蚕を掃き立てていました。ある年、浅間の大噴火に当地も降灰による大被害を受けました。特に鏝桑畑は惨たんたるものでした。

 生活のすべてを養蚕によって営まれた家々では生活が非常に苦しくなりました。月日がたってどうにか桑も芽生え蚕も掃立て出来るようになりました。しかい、農作物を餌にしていた野鼠がはびこり、二眠三眠蚕がその餌食となり農家の人を悲しませました。信心深い主婦の家も大きな被害を受けました。そんなころ、ある夜神社に参詣している主婦の前に白煙が立ち昇りその煙の中から神示がありました。「私は古宮に合祀されている稲荷大明神である。お前の新人深い心に感心したので眷族の白狐たちが百姓に害する野鼠を池上の耕地より追い払ってやる。」と申し、白煙と共に天の彼方へ消えてゆきました。主婦は不思議に思いながら家に帰り主人にその話をしました。家族は誰も信用しませんでした。然し蚕が上簇して繭となりましたが、野鼠の被害は皆無なので普通ハマ籠一枚で一升五合くらいしか収穫がありませんが、主婦の家では稲荷様を信仰するので斗桝にあぶれるほど収穫がありました。主婦の噂を聞いた村人達は以前に増して信仰を深くしたそうです。その噂が村から村へ広がりました。五里四方に伝わる様になると稲荷様の祭日でもないのに門前に市が出来るほど繁盛しました。そして眷族の狐のお姿交換にわれもわれもと押し寄せました。しかし時代の流れに桑畑も陸田となって養蚕も途絶えてしまいました。稲荷信仰も潮の引く如く遠のいて、わずかに土地の篤志家のみが進行するような現在ですが、それでも誰かが御姿の交換に来ているらしく、毎年新しいものが見えます。

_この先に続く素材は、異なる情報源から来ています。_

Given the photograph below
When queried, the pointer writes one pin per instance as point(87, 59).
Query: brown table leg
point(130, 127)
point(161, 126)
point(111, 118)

 茂木宮司の話によりますと、稲荷木様の稲荷講が今も各地に残されていて、稲荷様の例祭の四月十八日には眷族の狐の御姿交換に来るとの事です。伝承によればこの稲荷様は昔は道下の曲輪神社だそうですが氏子達によって古宮神社に合祀されたそうです。トウカキとは斗桝にあふれる繭をかき落としたのでトウカキと言われたとも伝えられていますが真偽のほどはわかりません。ちなみに「トウカキ」稲荷と呼ばれているものに下川上字上河原地内に小さな石祠があります。稲荷木様の御利益を授け給いと念じて、池上より招請したものと言われていますがさだかではありません。